BUDAPEST--Hungary plans to tax internet use, beginning next year, by levying a special tax on internet service providers to raise budget revenues.

The measure would be the latest in a series of extraordinary taxes the Fidesz-party government has introduced since coming into power in 2010.

The move will be an extension of Hungary's already existing telecom-sector tax since "most of the phone calls and text messages are done these days via the internet versus the traditional telephone lines," Economy Minister Mihaly Varga said at a news conference on Tuesday.

At present, Hungary has an extraordinary tax levied on each minute of a phone call and every text message, with a monthly cap on the tax's amount per customer.

The new tax will be 150 Hungarian forints ($0.62) on every started gigabyte of data, reads the draft 2015 tax bill, which the economy ministry submitted to parliament on Tuesday, before submitting the draft 2015 budget bill to parliament by Oct. 31.

Hungary's biggest internet service providers include its three mobile operators: Norway's Telenor ASA (TEL.OS), U.K.'s Vodafone Group PLC (VOD), and Telekom, an arm of Magyar Telekom Nyrt. (MTELEKOM.BU), majority-owned by Germany's Deutsche Telekom AG (DTE.XE), as well as UPC, owned by U.S. cable group Liberty Global (LBTYA).

Also beginning next year, telecommunications companies may deduct their corporate tax from the special telecom-sector and internet-data-traffic tax, the draft bill adds.

Parliamentary approval of the new levy is likely since Fidesz has a two-third majority in parliament after it won a consecutive second term in power in general elections in April.

To express disapproval of the government's plan, several Facebook pages started Tuesday night to organize street demonstrations for Sunday.

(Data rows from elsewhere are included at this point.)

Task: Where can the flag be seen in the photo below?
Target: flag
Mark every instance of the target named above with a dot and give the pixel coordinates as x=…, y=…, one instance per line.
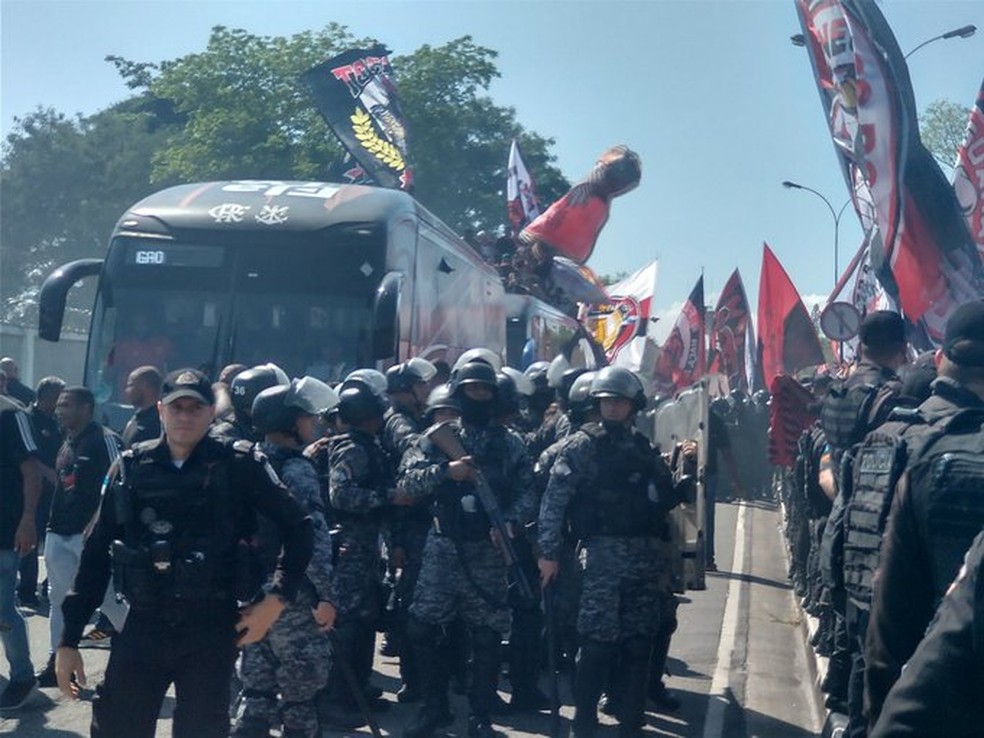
x=355, y=94
x=728, y=335
x=625, y=322
x=681, y=359
x=923, y=253
x=787, y=340
x=520, y=193
x=968, y=175
x=572, y=224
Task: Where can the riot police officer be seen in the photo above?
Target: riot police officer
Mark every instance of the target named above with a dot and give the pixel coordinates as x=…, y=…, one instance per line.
x=174, y=515
x=360, y=484
x=616, y=489
x=243, y=391
x=282, y=673
x=463, y=573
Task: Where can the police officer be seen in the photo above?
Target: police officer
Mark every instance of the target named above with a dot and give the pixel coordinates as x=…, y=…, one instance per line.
x=243, y=391
x=408, y=386
x=292, y=661
x=463, y=573
x=360, y=482
x=173, y=516
x=941, y=691
x=938, y=508
x=616, y=489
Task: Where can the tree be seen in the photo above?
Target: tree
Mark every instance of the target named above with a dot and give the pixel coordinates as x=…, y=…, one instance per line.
x=249, y=116
x=65, y=181
x=942, y=127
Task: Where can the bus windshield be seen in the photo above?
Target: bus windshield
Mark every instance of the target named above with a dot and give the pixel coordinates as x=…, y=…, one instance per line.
x=304, y=305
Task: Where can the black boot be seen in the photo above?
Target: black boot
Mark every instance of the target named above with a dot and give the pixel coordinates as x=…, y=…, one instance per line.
x=432, y=671
x=594, y=663
x=634, y=656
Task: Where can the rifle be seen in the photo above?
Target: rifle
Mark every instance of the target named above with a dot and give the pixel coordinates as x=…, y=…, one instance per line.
x=446, y=440
x=549, y=612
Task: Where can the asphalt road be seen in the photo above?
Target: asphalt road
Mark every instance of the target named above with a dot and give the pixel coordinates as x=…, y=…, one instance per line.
x=738, y=662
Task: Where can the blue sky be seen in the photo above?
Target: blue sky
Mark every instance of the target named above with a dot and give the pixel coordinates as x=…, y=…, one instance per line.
x=712, y=95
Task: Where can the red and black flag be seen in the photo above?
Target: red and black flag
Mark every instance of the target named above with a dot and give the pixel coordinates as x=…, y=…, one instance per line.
x=520, y=193
x=355, y=94
x=729, y=336
x=682, y=357
x=787, y=338
x=921, y=249
x=968, y=176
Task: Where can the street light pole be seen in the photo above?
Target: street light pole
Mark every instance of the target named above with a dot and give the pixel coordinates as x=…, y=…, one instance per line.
x=962, y=32
x=834, y=214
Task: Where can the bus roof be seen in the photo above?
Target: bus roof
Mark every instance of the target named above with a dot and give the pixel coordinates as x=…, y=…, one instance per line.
x=296, y=206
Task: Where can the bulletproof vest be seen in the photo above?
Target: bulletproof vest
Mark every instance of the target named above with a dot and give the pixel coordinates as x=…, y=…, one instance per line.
x=876, y=466
x=181, y=533
x=951, y=511
x=857, y=406
x=378, y=476
x=458, y=510
x=623, y=500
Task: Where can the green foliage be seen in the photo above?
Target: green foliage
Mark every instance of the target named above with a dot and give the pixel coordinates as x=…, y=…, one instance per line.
x=942, y=127
x=237, y=110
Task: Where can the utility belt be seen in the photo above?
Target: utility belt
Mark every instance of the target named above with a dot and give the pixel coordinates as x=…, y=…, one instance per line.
x=147, y=576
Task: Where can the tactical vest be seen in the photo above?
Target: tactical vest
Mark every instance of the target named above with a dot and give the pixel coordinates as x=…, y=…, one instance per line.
x=623, y=500
x=876, y=467
x=953, y=513
x=181, y=533
x=378, y=477
x=457, y=510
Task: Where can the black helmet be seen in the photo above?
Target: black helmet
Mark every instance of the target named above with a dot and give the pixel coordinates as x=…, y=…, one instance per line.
x=617, y=381
x=441, y=398
x=359, y=401
x=277, y=408
x=476, y=372
x=402, y=377
x=507, y=396
x=249, y=383
x=537, y=373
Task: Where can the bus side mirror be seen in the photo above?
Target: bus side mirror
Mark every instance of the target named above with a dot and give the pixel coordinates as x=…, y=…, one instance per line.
x=54, y=291
x=386, y=316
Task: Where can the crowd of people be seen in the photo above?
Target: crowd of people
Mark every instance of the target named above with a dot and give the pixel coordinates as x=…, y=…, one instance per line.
x=883, y=502
x=281, y=523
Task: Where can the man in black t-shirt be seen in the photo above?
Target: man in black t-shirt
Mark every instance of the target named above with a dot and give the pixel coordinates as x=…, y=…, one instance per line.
x=20, y=487
x=83, y=460
x=143, y=390
x=48, y=437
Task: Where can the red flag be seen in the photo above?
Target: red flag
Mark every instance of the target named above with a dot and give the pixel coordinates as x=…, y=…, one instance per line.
x=681, y=359
x=787, y=338
x=728, y=335
x=968, y=176
x=520, y=193
x=572, y=224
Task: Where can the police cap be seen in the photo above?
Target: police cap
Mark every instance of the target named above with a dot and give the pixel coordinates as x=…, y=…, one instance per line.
x=963, y=341
x=882, y=329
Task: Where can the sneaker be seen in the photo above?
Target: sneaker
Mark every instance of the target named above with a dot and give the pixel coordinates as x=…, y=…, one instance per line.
x=16, y=694
x=46, y=677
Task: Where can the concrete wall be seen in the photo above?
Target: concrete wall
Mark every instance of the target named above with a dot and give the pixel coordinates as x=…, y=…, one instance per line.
x=37, y=358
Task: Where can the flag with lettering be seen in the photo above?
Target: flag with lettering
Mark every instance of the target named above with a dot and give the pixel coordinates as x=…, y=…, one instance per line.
x=922, y=251
x=728, y=335
x=681, y=360
x=787, y=338
x=520, y=194
x=356, y=95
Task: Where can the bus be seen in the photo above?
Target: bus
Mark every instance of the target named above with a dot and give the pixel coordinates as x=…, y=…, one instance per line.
x=320, y=278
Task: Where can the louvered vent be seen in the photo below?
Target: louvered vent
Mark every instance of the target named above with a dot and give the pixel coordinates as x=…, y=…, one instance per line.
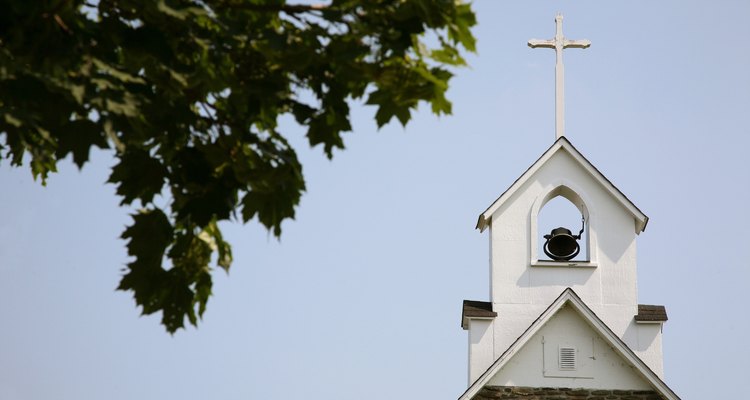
x=567, y=358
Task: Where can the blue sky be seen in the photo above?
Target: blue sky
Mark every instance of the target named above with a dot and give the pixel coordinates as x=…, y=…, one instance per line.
x=361, y=297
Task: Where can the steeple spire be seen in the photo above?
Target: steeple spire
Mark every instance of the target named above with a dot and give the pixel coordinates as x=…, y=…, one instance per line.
x=559, y=42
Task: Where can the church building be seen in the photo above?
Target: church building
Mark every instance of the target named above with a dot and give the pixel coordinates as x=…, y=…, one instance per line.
x=563, y=319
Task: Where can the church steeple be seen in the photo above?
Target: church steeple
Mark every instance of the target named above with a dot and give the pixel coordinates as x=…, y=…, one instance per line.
x=567, y=321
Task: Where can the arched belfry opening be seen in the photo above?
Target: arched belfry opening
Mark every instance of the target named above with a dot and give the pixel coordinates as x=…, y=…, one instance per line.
x=562, y=227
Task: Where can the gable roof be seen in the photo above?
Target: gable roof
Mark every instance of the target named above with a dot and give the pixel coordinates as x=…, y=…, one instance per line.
x=569, y=297
x=476, y=309
x=563, y=144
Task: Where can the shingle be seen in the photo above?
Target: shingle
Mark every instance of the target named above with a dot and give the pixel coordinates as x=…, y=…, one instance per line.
x=476, y=309
x=649, y=313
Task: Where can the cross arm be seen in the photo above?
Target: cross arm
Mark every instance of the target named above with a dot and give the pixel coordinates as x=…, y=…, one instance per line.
x=534, y=43
x=580, y=44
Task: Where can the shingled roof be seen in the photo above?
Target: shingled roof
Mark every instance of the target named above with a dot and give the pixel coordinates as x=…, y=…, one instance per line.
x=651, y=314
x=476, y=309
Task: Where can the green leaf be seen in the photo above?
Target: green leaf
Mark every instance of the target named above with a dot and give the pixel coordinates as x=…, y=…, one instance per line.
x=137, y=176
x=77, y=137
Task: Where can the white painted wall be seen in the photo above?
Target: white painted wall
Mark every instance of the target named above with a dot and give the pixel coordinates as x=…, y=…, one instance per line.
x=481, y=346
x=521, y=289
x=600, y=367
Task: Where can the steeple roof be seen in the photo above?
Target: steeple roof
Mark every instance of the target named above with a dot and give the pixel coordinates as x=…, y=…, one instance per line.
x=563, y=144
x=569, y=298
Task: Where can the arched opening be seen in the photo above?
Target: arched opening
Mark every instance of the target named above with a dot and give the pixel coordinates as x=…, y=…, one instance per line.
x=561, y=213
x=561, y=207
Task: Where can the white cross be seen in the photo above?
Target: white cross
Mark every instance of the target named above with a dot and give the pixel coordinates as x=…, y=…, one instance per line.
x=559, y=43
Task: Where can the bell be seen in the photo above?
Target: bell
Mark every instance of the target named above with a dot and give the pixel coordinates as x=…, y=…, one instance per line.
x=561, y=245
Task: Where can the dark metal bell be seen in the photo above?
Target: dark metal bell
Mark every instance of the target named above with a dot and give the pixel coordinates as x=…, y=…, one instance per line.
x=561, y=245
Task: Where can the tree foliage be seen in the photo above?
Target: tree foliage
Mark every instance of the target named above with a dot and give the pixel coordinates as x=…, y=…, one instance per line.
x=188, y=93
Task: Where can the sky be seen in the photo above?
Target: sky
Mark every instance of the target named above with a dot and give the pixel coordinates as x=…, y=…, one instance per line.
x=361, y=298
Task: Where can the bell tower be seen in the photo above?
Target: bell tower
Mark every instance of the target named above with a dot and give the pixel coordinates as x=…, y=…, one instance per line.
x=591, y=267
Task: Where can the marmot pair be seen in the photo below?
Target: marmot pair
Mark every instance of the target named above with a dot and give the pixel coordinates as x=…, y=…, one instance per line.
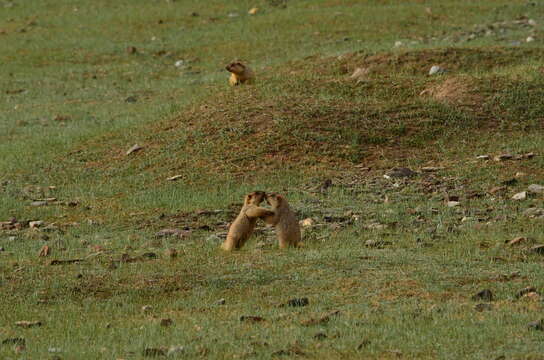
x=280, y=215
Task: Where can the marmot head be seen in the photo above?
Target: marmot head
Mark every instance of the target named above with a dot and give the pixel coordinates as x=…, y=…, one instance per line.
x=236, y=68
x=274, y=199
x=255, y=198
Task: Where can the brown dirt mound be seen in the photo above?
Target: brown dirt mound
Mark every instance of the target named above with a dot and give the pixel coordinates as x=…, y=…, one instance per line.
x=455, y=90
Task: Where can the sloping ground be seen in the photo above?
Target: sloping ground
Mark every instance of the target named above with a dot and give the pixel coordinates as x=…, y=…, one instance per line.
x=312, y=114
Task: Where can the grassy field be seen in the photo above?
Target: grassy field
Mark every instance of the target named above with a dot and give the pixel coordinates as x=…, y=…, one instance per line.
x=390, y=266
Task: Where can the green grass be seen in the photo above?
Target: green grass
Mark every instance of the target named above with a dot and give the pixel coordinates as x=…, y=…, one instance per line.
x=399, y=265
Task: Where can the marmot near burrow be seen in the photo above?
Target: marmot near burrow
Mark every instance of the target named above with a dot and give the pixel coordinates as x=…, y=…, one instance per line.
x=284, y=220
x=240, y=74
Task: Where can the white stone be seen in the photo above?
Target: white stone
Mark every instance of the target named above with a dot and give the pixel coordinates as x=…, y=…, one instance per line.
x=435, y=69
x=520, y=196
x=536, y=189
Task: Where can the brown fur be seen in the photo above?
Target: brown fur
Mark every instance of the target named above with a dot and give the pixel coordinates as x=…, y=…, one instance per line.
x=240, y=74
x=285, y=221
x=243, y=226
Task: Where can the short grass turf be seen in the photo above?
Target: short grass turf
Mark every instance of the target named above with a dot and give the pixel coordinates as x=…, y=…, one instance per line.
x=389, y=270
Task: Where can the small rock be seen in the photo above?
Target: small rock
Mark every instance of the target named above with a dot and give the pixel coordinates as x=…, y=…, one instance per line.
x=172, y=253
x=320, y=336
x=534, y=212
x=377, y=243
x=149, y=255
x=497, y=189
x=133, y=149
x=503, y=157
x=174, y=178
x=214, y=239
x=525, y=291
x=221, y=302
x=520, y=196
x=360, y=74
x=401, y=172
x=38, y=203
x=44, y=251
x=323, y=319
x=509, y=182
x=436, y=70
x=28, y=324
x=14, y=341
x=517, y=241
x=251, y=318
x=307, y=222
x=153, y=352
x=173, y=232
x=431, y=169
x=175, y=350
x=298, y=302
x=483, y=307
x=536, y=189
x=166, y=322
x=538, y=249
x=485, y=295
x=35, y=224
x=363, y=344
x=536, y=325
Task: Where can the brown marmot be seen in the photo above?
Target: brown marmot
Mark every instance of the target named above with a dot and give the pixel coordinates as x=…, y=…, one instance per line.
x=284, y=220
x=240, y=74
x=244, y=224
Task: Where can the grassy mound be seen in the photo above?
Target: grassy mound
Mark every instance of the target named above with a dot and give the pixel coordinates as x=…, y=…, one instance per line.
x=329, y=113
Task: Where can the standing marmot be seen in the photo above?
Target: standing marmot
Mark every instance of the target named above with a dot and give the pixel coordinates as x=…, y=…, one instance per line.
x=285, y=221
x=240, y=74
x=242, y=227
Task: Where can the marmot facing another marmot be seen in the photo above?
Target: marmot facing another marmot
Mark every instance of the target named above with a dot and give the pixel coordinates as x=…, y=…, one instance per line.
x=242, y=227
x=240, y=74
x=285, y=221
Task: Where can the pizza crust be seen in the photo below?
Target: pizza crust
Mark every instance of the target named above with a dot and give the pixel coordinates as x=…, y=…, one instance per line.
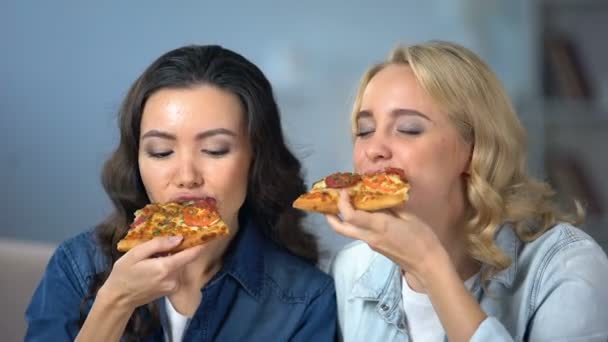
x=194, y=238
x=325, y=200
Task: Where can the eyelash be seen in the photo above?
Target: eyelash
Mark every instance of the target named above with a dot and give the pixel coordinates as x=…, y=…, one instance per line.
x=216, y=153
x=363, y=134
x=159, y=155
x=403, y=131
x=212, y=153
x=410, y=131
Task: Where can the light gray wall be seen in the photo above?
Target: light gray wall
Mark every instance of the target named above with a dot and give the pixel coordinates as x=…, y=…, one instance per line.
x=65, y=66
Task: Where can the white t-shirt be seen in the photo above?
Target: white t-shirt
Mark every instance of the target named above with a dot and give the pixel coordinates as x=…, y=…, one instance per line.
x=423, y=323
x=177, y=323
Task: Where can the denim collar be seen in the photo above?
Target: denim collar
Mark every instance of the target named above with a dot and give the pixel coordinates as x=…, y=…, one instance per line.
x=244, y=260
x=382, y=276
x=376, y=279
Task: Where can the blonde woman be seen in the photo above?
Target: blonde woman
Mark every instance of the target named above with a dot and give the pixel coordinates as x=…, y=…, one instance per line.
x=479, y=252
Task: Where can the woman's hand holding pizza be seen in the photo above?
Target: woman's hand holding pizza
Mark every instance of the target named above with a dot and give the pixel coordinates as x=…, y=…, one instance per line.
x=403, y=238
x=139, y=277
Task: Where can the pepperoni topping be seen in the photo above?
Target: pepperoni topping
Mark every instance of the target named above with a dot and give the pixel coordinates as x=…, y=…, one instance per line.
x=139, y=220
x=396, y=171
x=341, y=180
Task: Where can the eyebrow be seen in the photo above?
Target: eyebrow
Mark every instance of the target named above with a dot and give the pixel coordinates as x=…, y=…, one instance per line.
x=394, y=113
x=154, y=133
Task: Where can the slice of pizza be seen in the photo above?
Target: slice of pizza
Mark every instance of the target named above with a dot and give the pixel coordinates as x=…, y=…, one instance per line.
x=369, y=192
x=196, y=221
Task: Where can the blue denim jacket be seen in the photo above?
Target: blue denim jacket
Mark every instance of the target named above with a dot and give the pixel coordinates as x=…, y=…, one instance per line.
x=262, y=293
x=556, y=289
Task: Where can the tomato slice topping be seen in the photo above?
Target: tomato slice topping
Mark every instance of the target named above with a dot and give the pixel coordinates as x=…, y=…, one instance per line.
x=396, y=171
x=342, y=180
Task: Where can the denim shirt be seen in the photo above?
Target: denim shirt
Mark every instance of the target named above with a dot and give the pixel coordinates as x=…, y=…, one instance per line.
x=262, y=293
x=556, y=289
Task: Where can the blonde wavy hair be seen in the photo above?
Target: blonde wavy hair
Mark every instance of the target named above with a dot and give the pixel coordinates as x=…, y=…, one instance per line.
x=499, y=189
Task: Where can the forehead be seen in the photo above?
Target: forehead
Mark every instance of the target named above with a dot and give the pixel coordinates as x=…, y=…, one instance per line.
x=393, y=87
x=192, y=108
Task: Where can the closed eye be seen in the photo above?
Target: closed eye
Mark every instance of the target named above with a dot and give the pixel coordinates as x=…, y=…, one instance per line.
x=160, y=155
x=411, y=131
x=363, y=134
x=216, y=153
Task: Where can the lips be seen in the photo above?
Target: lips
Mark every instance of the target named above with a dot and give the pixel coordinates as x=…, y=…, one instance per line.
x=191, y=197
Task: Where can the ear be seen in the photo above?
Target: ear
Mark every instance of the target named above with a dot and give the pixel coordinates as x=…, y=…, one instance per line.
x=467, y=167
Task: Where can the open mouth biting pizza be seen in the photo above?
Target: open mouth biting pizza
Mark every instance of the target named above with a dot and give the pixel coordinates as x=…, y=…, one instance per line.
x=197, y=221
x=369, y=192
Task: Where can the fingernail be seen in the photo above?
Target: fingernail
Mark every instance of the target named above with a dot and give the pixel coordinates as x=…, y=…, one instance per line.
x=175, y=239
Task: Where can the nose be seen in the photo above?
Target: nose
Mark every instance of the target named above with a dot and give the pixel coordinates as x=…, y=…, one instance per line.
x=188, y=175
x=378, y=149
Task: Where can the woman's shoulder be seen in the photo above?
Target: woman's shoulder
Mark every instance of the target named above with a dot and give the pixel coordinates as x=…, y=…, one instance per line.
x=83, y=252
x=564, y=251
x=563, y=237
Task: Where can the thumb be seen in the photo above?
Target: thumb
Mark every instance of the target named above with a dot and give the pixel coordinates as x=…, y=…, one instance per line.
x=152, y=247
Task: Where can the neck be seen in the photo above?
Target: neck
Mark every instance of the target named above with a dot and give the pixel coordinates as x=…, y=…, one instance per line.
x=198, y=273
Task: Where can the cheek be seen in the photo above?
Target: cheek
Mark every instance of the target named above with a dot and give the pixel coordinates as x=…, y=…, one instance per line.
x=231, y=184
x=358, y=155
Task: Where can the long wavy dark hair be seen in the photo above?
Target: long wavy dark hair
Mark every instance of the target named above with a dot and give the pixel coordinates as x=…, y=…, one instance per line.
x=274, y=180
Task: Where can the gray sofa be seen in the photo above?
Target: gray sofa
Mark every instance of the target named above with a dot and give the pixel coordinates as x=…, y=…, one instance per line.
x=22, y=264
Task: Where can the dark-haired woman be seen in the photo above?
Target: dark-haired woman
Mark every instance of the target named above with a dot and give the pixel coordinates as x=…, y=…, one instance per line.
x=201, y=121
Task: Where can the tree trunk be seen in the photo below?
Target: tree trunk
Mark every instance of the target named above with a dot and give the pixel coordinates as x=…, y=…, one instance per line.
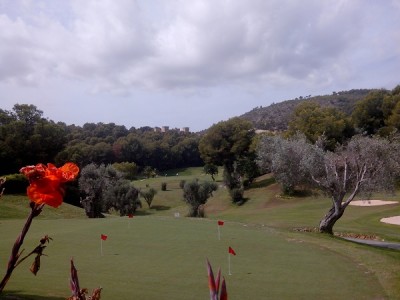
x=329, y=220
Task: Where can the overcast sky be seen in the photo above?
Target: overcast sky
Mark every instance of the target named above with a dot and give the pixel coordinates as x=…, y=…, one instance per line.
x=189, y=62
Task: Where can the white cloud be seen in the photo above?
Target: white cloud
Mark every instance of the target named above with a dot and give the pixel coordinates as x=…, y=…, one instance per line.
x=122, y=47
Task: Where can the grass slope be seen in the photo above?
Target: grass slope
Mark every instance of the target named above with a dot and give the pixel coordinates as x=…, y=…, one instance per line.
x=157, y=256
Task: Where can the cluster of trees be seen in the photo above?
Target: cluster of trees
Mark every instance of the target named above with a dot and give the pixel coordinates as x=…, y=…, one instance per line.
x=377, y=113
x=28, y=138
x=230, y=144
x=362, y=165
x=323, y=147
x=103, y=189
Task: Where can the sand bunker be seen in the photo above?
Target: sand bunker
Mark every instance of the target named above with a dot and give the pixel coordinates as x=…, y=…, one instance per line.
x=391, y=220
x=372, y=202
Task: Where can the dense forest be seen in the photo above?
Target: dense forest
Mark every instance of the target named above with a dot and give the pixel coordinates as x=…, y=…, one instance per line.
x=276, y=117
x=26, y=138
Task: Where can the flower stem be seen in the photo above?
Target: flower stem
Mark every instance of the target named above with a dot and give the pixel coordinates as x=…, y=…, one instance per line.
x=15, y=254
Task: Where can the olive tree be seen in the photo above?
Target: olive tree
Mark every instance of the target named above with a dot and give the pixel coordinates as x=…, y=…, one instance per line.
x=103, y=188
x=225, y=144
x=196, y=194
x=363, y=165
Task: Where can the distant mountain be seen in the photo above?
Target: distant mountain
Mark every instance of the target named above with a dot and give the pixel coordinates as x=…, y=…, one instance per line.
x=277, y=115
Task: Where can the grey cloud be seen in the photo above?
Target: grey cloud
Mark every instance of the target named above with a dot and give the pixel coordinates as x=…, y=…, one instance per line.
x=183, y=44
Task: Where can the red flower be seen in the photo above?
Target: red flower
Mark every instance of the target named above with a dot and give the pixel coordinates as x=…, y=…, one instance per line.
x=46, y=183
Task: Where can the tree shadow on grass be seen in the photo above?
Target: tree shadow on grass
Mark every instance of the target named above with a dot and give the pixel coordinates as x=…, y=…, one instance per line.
x=16, y=295
x=160, y=207
x=150, y=211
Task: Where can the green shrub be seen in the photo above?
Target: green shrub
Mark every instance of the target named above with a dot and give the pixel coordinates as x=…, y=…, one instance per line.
x=15, y=184
x=237, y=195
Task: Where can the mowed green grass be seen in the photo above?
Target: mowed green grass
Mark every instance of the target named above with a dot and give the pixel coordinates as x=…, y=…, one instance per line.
x=157, y=256
x=164, y=258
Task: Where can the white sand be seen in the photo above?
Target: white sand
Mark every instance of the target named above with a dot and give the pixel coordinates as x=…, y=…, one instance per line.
x=371, y=202
x=391, y=220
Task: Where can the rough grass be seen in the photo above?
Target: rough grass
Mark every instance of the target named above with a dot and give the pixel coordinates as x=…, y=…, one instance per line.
x=157, y=256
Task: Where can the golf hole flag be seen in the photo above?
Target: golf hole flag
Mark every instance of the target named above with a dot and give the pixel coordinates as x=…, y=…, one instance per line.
x=230, y=251
x=220, y=223
x=103, y=237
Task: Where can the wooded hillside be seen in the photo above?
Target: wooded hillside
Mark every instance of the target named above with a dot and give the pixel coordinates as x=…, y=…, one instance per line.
x=277, y=115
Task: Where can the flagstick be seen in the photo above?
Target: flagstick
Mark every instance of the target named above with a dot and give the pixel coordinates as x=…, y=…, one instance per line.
x=229, y=263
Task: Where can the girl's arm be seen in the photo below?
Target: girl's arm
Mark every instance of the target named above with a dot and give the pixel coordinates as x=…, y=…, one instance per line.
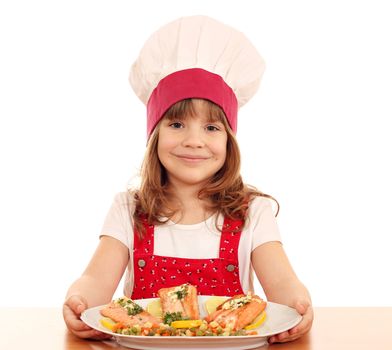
x=281, y=285
x=96, y=286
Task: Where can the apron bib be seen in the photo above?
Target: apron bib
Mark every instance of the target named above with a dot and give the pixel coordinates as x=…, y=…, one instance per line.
x=217, y=276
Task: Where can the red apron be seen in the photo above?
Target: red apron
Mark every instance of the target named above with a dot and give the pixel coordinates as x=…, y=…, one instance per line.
x=217, y=276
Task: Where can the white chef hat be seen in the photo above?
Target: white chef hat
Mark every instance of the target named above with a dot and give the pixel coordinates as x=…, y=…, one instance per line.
x=196, y=57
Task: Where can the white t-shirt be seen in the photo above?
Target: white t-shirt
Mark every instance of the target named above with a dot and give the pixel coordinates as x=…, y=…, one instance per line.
x=197, y=241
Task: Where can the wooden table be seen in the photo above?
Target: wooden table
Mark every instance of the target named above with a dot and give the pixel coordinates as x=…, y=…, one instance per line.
x=334, y=328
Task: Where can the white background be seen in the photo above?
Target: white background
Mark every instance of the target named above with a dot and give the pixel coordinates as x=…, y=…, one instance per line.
x=316, y=136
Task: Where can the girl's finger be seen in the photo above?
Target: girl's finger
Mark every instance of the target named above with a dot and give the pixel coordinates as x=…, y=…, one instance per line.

Various Facebook users have said the new levy would limit access to the internet and thus hamper the freedom of expression.

The budget revenue the government expects to collect from the new levy could exceed 20 billion forints a year, Peter Beno Banai, a state secretary at the economy ministry, told Hungarian online news agency Mfor on Tuesday.

Based on Hungary's international internet traffic data, which only covers part of the country's data traffic, fellow Hungarian news portal Index has estimated that the budget revenue could total as much as 95 billion forints a year.

In comparison, Hungarian internet providers' combined revenue totaled 164.4 billion forints in 2013, according to figures from the Hungarian statistics office.